Tracking is hard. Attribution is hard. It’s only gotten harder recently with browser changes like ITP that limit or eliminate tracking cookies. At the same time, digital marketing is still more trackable now then most traditional types of marketing like print and TV have ever been. Getting the full picture of your revenue differences between your affiliate network and Google Analytics is attainable, but difficult.
Analytics software like Google Analytics and Adobe Analytics attempt to assign credit where credit is due. While having one true source of truth to guide your decision making is important, using only one source also paint an incomplete picture.
The Discrepancies
Here at eAccountable, one of the questions we hear most often from our clients is “Why is the affiliate network tracking showing something different than what my Google Analytics is saying?” or “Why should we pay based on affiliate tracking when our analytics software shows a smaller amount?” The fact is that regardless of the source, be it your affiliate program, email platforms, own tracking or any other marketing service, the numbers aren’t going to line up perfectly because most of these sources have their own tracking that assigns credit differently than each analytics software.
How Google Analytics Works
Google Analytics or any other analytics platform for that matter is here to help you assign credit to your marketing campaigns, but they’re also incomplete. Google analytics assigns credit based on the last non-direct click by default. That means whatever channel the user came to your site from last, apart from the user typing in the URL, will be the channel that gets credit for the click.
While analytics platforms can track the customer at each stage, they assign credit based on the last non-direct click, by default.

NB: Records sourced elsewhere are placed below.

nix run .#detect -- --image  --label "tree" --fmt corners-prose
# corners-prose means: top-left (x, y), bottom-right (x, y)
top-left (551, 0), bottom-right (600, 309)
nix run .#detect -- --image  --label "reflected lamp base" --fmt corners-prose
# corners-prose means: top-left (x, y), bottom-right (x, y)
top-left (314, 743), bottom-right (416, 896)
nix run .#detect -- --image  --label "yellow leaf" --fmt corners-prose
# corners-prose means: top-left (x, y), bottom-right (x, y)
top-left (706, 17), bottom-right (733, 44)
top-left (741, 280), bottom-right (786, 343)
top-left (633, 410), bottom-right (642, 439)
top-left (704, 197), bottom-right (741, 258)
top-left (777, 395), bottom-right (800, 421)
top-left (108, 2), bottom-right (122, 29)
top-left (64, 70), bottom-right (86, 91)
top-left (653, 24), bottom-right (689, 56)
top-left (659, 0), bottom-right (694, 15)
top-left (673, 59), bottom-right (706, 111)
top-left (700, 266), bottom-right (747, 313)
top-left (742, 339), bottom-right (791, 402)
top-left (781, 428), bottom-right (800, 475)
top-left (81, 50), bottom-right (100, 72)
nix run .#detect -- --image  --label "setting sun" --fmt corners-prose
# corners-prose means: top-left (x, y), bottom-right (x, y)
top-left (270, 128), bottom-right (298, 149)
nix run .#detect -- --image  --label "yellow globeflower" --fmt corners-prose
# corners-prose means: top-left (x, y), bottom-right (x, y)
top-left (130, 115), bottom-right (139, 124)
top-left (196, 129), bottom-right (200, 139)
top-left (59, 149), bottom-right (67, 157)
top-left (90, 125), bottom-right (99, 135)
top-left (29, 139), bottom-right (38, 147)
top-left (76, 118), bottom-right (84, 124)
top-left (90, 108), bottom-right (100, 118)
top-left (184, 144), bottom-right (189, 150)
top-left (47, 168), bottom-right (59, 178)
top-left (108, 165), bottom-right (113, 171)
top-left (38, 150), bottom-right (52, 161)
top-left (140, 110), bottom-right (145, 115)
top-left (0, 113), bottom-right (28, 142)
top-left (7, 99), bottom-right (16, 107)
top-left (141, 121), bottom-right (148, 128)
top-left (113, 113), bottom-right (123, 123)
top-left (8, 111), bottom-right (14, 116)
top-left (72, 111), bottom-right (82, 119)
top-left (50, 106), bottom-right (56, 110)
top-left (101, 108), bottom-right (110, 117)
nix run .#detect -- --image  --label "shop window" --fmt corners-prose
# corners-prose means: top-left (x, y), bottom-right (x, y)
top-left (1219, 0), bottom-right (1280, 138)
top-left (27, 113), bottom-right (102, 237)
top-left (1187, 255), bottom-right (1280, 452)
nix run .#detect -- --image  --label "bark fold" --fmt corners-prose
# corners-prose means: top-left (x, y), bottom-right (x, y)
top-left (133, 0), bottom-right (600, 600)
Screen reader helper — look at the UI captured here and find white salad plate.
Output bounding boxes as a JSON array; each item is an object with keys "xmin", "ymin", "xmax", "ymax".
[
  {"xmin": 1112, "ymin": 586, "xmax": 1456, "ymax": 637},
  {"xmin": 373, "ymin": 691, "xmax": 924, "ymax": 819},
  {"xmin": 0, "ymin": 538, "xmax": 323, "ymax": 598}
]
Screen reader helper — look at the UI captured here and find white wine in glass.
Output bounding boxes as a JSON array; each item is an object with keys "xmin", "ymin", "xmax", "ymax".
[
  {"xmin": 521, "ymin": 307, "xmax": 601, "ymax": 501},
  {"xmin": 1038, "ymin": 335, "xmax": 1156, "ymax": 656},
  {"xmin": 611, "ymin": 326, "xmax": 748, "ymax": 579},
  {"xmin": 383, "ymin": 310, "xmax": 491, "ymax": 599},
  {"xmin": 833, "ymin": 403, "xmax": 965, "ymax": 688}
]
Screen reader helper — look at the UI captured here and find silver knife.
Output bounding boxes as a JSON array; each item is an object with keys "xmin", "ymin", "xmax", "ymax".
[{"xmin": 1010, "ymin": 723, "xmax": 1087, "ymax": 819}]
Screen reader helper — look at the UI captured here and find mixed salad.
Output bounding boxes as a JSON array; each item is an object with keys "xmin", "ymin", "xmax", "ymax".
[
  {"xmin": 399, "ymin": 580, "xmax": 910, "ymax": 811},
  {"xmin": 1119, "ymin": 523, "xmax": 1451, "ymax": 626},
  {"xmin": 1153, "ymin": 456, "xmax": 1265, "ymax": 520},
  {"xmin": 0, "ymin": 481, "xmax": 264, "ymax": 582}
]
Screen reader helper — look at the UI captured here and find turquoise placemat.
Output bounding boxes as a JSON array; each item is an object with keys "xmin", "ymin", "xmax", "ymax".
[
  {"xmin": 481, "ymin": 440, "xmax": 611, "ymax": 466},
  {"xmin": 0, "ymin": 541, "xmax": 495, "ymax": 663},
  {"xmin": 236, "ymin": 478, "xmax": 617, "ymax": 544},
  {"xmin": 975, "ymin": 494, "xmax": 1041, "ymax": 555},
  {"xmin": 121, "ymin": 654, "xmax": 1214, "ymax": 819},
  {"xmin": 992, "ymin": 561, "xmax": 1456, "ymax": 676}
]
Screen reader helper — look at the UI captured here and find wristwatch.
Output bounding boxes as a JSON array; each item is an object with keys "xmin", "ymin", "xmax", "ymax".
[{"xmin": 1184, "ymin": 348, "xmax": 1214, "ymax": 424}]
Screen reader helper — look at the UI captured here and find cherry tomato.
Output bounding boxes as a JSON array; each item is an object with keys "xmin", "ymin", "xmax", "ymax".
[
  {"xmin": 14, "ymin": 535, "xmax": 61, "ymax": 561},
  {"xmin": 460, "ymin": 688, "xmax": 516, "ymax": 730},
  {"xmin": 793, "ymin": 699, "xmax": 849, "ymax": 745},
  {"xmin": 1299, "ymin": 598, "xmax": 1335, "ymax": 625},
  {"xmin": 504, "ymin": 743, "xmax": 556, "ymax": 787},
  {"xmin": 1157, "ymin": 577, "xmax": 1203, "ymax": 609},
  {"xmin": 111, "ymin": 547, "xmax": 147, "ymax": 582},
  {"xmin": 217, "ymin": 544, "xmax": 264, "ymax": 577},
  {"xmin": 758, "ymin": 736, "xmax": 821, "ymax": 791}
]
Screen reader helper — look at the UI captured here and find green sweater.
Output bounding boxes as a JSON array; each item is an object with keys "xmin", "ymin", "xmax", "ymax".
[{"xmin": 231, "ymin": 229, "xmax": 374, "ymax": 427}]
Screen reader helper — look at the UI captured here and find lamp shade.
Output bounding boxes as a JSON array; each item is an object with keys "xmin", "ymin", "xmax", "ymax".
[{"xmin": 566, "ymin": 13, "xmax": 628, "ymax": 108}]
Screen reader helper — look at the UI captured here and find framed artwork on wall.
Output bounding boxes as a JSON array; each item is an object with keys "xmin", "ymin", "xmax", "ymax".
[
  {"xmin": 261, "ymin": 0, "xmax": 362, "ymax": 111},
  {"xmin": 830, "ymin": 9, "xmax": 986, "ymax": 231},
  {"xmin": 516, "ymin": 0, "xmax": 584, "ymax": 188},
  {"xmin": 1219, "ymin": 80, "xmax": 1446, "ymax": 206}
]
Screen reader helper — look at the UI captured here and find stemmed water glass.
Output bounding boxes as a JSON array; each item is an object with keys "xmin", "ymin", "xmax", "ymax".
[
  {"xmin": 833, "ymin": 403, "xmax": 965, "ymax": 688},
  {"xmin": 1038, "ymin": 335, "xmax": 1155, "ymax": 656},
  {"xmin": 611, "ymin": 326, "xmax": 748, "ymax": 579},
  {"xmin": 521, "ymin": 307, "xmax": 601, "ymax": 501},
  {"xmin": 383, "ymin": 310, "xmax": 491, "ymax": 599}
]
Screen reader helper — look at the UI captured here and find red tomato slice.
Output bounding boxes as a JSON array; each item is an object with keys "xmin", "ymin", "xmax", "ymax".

That means whatever channel the user came to your site from last will get credit, aside from the user typing in the URL.
Let’s imagine someone follows this flow while shopping on your site:
Google Paid Search > Direct > Affiliate > Bing Paid Search
In this example the user came to the site from Google search initially, typed your URL in for their second visit, clicked an affiliate ad for their third and then finally clicked a Bing search ad. The Bing ad will be the only channel to get credit. Many would argue this isn’t a fair look, the Google Paid Search click was more influential in getting the user to the site first.
The truth is that there isn’t a fair way to evaluate how much credit you should give to one channel over another. You should be looking at various attribution methods to try and determine what matters most to your business and how each channel plays a role in driving conversions/sales.
Affiliate Program Tracking
When it comes to an affiliate tracking platform, credit is assigned if there was an affiliate click, regardless of when the click happens or the other channels involved. So if 100 people click an affiliate link and convert, the network will give affiliates credit for all 100 of those orders. Meanwhile, Google Analytics will only give credit to the orders where affiliate was the last touch so it might only be a fraction of the sales.
Here at eAccountable, we use this information in determining what to pay our affiliate partners. We try and pay them based on their value in the path to purchase and pay an appropriate commission once we consider costs from other marketing channels that influenced the same sale.
Comparing affiliate tracking to Google Analytics helps us to know if there’s a tracking issue on either the client’s side with their analytics or within the affiliate program if performance is out of the norm.
A Real World Comparison of Google Analytics and Affiliate Tracking
While looking at about 70 clients who had “clean” data with a combined $4 million in affiliate revenue over a given time period, we found the following while comparing the data between Google Analytics to an affiliate network platform:
- The average variance between the affiliate network and Google Analytics was 10% less sales in Google Analytics compared to the affiliate network.
- It’s safe to assume a range of plus or minus 20% between your analytics and your networks tracking.
- ⅔ of the brands sampled saw more sales in the network then in Google Analytics
- Smaller clients saw larger gaps between the two different tracking methods. The largest gap in favor of the affiliate network was 100% more sales in the network..
What to Do With the Data
What can you do with this data?
First, you should review how your affiliate program revenue compares to your analytics tracking. If the data seems outside of our norms make sure your UTM appends (if you’re using Google Analytics) are set up correctly.
Second, you can take this a step further and review if there are specific affiliates who falling more outside the normal range and work with them to learn how and where they are promoting your brand. Do this for other channels that have their own tracking to get an idea of how all your programs compare to your analytics.
Final Thoughts
In order to keep an accurate pulse on your partner marketing programs, don’t limit yourself to just one tool. Comparing data from Google Analytics to your affiliate marketing platform helps you to know if you’re accurately tracking purchase behavior.
Maybe a partner or ad isn’t getting that last touch credit, but they’re driving new users to the site who buy. So, your Analytics might not give them credit, but it is important to still have them as a partner and to pay them fairly which is where affiliate tracking comes in.